As someone who's involved in some open source projects, I
assure you, authors don't need to be encouraged to produce
works useful to the public.  The GNU tools, majordomo, Linux,
FreeBSD, apache, hypermail, and hundreds of other projects
have proven that.  In fact, the problem is just the opposite --
willing programmers far outnumber able ones.

I don't mind someone saying that we need other incentives
besides the ones associated with Free Software.  Making money
is a very good thing.

I've even said it myself: I've often said that I think it
would be a very good thing if people working on 3D technologies
for the Web got rich.  I haven't said this recently, but I'll
say it again now: if the people who are working on technologies
like Ada that promote good software engineering practices get
rich, that would be a very good thing, too.  Perhaps an even
better thing, since it would affect so many other endeavors.

What I do object to is someone else trying to pass regulations
and legislation saying that the *only* incentive for making
useful inventions should be money, and that Free Software with
certain kinds of licenses should be outlawed in certain large
domains.

>Simply saying computer
>programmers should not ask for money for their work is a bit
>short-sighted.

No, no, no!  The question isn't whether programmers should or
shouldn't ask for money.  The question is whether programmers
will be allowed *not* to ask for money.

If Allchin and his masters get their way, programmers (and,
more relevantly, project managers) on government projects will
not be permitted to issue certain kinds of free software.
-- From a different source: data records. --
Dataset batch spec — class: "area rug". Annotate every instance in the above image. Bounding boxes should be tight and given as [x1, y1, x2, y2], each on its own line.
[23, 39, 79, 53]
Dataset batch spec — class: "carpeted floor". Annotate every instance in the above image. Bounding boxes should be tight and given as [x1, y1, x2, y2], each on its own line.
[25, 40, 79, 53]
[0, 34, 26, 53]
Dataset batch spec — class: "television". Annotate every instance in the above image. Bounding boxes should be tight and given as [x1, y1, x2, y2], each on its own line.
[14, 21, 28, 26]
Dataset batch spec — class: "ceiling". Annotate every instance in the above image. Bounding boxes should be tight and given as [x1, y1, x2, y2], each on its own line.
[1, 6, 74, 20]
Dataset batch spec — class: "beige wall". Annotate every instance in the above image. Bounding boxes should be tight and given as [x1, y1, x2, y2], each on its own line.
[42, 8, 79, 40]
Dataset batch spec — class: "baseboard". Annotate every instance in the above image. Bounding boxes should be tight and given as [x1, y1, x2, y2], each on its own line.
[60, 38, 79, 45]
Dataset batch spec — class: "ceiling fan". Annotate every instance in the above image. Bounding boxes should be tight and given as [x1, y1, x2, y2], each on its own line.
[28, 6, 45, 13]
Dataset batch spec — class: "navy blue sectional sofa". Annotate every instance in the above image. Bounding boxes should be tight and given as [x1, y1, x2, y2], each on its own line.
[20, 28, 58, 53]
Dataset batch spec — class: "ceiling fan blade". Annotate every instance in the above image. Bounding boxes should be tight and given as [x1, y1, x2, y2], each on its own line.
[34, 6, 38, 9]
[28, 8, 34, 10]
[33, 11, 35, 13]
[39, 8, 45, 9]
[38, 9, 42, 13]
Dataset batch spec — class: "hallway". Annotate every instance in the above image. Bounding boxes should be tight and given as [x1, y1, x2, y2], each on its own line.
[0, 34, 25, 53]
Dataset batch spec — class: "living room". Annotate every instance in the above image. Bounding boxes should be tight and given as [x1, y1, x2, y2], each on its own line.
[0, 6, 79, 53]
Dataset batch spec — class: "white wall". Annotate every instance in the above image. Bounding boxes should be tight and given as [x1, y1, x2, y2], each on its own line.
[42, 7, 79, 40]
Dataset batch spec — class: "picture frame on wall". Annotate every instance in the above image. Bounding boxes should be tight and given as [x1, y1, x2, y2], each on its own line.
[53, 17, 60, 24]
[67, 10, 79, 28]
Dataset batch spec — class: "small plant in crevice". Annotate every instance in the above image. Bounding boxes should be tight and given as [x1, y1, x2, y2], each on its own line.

Agree or disagree whether programmers should get money all
you want.  If you do absolutely nothing but fight resolutely
against this latest campaign of Microsoft's and win, you'll
be able to continue that argument and persuade people to your
point of view.  If Microsoft wins, the argument itself
disappears.

>It is downright annoying when the people telling me I
>should not ask for money (work on a farm, programming in the
>evenings?),
>are themselves being whelped by large companies or universities (i.e.,
>government grants).  It is doubly annoying when those people are being
>paid by, e.g., IBM, to preach ideas which make it yet more
>difficult for
>small competitors to arise and challenge IBM.  It is triply annoying
>when those people claim the flags of  virtue, "The Public Interest" and
>"Freedom".

I'm with you.  As Samuel Johnson said, "No man but a blockhead
ever wrote except for money."  I expect money if I'm to put my
fingers on the keys and write prose for publication.

However, just because I want money for my writing, I understand
that good citizenship obligates me to do certain kinds of writing
for free.  While I haven't written many papers, I've refereed a
large number, often without even getting a free copy of the journal
(journal editors who are reading this, please take note that this
is a grumble).

And that's OK.  I have the choice, just as I have the choice to
either participate in some Free Software projects or not.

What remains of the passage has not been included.